Le ministère de l’Intérieur a lancé ces dernières semaines deux initiatives dignes d’intérêt : le déploiement d’une « police de sécurité du quotidien » et un axe stratégique, le « continuum de sécurité intérieure ».
Enfin une bonne articulation des fonctions policières ?
La police de sécurité du quotidien est une police de proximité qui peine encore à s’assumer. Flexibilité de la doctrine, rapprochement avec les élus territoriaux, approche globale de la sécurité plus réseau-centrée que pyramidale, prise en compte de tous les acteurs de la sécurité, qu’ils soient en uniforme ou pas, on y retrouve tous les ingrédients de la police de proximité telle qu’elle est pratiquée dans l’écrasante majorité des pays européens.
Si la marque « police de proximité » est devenue clivante en France, peu importe au fond, l’essentiel est que la France (re)découvre les vertus d’une bonne articulation des fonctions policières : les fonctions de renseignement, d’investigation judiciaire et d’intervention ne sont pas des fins en soi mais doivent œuvrer en synergie, en support et en prolongement de l’action de la colonne vertébrale de la fonction policière qu’est la sécurité publique. Cela est valable tant pour la police nationale, que pour la gendarmerie pour qui les termes de « sécurité » et de « police » renvoient à des missions et non pas à une organisation.
La sécurité privée, un produit des carences de l’État
Puisqu’une grande concertation vient d’être lancée par le ministre de l’Intérieur, on peut supposer que les contours de cette police de sécurité du quotidien doivent encore être précisés. La sécurité privée doit être consultée. Comme naguère les polices municipales, la sécurité privée a subi, et subit encore, le chemin de croix des organisations nées des carences de l’État, ou à tout le moins de leur ressenti. Suspicions, divisions, freins au développement, environnement réglementaire défavorable par rapport à la concurrence étrangère sont encore largement le lot des sociétés de sécurité privée. Constat paradoxal alors que l’autre pan – inséparable – de la sécurité privée, la fonction sécurité-sûreté dans l’entreprise, a parcouru un chemin considérable vers la reconnaissance et l’accès aux sphères de décision des Chief Security Officers.
La véritable revue fonctionnelle des missions et de l’organisation de la sécurité publique (encore une fois dans une acception générique de l’expression) qui va découler de la mise en place de la police de sécurité du quotidien est donc l’occasion de reconnaître pleinement la place de la sécurité privée dans le paysage sécuritaire en France. C’est essentiellement la sécurité privée qui garde l’infrastructure en France, qu’elle soit d’importance vitale ou pas.
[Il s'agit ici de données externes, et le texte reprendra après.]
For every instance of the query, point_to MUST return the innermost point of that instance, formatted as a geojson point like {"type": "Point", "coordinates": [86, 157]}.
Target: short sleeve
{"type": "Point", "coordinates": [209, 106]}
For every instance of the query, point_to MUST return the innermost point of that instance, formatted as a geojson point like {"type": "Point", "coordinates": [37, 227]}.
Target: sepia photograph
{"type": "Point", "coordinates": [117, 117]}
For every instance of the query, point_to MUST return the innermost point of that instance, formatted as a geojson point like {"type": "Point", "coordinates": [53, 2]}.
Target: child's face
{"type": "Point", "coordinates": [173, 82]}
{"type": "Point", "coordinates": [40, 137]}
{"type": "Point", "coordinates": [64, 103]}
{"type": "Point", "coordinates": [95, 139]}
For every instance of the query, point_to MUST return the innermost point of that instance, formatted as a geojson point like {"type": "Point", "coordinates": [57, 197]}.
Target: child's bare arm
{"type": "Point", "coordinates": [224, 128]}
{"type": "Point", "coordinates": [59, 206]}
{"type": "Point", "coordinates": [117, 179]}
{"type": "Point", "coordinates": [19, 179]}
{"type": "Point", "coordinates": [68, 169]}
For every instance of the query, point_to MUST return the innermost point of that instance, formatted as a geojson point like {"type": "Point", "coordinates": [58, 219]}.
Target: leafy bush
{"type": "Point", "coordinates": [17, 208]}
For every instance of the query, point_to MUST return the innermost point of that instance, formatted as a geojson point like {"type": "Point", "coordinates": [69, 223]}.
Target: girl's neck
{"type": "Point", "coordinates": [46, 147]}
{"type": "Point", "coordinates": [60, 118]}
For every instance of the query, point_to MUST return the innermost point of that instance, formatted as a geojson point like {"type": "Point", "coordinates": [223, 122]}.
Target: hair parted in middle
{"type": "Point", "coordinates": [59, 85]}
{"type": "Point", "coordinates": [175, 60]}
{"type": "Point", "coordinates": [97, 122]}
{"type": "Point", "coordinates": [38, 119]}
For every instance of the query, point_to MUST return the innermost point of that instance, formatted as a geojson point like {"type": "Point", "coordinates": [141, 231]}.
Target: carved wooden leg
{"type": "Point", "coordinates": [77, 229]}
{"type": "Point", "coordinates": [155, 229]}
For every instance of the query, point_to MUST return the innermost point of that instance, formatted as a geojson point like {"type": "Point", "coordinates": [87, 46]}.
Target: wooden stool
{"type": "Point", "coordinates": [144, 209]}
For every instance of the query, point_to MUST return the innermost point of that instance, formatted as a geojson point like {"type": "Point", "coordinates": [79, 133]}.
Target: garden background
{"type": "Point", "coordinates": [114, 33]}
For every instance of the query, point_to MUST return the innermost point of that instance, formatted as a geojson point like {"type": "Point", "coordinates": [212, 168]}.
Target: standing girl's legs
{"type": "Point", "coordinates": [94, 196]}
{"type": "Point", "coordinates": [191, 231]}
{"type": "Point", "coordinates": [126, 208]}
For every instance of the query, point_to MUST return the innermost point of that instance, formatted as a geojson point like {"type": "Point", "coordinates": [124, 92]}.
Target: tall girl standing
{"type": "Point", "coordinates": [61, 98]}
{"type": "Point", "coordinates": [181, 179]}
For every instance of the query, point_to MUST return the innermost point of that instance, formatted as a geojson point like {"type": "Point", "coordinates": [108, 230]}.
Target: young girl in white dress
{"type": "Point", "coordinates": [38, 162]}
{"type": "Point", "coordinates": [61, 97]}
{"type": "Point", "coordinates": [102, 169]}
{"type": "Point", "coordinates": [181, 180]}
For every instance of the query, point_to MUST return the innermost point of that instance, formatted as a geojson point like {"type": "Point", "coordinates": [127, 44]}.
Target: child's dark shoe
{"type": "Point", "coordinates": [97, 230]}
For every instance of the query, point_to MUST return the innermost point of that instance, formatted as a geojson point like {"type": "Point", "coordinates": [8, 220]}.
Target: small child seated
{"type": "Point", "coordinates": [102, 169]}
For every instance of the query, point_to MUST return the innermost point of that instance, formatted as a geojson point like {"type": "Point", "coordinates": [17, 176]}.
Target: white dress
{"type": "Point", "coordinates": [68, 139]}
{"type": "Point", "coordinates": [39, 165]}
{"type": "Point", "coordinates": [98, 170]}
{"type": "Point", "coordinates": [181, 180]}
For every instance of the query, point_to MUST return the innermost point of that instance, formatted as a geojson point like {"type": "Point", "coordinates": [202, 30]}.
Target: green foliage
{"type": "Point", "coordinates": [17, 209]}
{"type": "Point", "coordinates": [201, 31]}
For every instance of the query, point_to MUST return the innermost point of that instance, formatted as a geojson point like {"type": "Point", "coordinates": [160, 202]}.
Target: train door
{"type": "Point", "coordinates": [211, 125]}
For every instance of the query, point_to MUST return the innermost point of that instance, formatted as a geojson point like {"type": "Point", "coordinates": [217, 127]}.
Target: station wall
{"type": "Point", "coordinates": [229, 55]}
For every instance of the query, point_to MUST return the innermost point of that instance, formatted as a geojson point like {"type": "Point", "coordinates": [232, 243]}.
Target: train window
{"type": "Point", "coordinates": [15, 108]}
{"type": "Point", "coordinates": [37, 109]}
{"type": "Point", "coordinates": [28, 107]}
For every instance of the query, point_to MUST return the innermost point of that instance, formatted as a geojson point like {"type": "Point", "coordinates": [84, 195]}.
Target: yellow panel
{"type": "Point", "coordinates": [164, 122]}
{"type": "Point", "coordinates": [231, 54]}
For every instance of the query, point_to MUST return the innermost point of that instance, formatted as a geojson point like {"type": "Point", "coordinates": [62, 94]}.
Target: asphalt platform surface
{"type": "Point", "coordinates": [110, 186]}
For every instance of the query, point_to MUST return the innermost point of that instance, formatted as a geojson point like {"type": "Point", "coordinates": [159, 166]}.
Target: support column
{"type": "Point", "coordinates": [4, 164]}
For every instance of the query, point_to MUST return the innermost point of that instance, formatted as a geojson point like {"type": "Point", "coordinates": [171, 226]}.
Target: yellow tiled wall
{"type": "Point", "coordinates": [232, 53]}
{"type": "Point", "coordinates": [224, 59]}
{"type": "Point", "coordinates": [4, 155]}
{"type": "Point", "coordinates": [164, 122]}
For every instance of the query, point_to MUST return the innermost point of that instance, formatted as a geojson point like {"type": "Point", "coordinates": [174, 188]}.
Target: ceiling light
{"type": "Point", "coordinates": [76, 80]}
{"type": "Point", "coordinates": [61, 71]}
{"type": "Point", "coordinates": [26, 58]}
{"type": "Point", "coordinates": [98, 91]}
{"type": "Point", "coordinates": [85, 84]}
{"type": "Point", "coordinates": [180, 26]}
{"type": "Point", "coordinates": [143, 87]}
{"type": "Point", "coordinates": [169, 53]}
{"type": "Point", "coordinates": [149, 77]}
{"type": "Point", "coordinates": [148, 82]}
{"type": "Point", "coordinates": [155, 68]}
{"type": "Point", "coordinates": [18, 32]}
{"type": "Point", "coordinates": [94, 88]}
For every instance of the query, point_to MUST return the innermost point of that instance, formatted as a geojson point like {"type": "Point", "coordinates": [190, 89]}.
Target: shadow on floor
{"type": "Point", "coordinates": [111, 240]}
Des pans stratégiques entiers de l’activité économique du pays en dépendent : l’industrie du luxe, le tourisme, l’énergie…. La nuit dans les entreprises appartient aux services de sécurité incendie privés. Les transports de fonds sont assurés par le privé. Les missions de garde du corps, très consommatrices en ressources humaines, sont en majorité le fait de la sécurité privée.
Réforme de la sécurité publique : la sécurité privée doit être consultée
Parce que par nature le ministère de l’Intérieur est aussi celui du développement des territoires et de la gestion des crises, il ne pourra pas faire l’impasse sur le rôle et la place de la sécurité privée dans la police de sécurité du quotidien. Sa consultation devrait donc logiquement inclure les organisations professionnelles patronales, comme le SNES, et les acteurs de terrain de ce secteur socio-professionnel maintenant incontournable. Une orientation probable est sans doute contenue dans le concept de continuum de sécurité intérieure, qui fera l’objet d’un prochain article.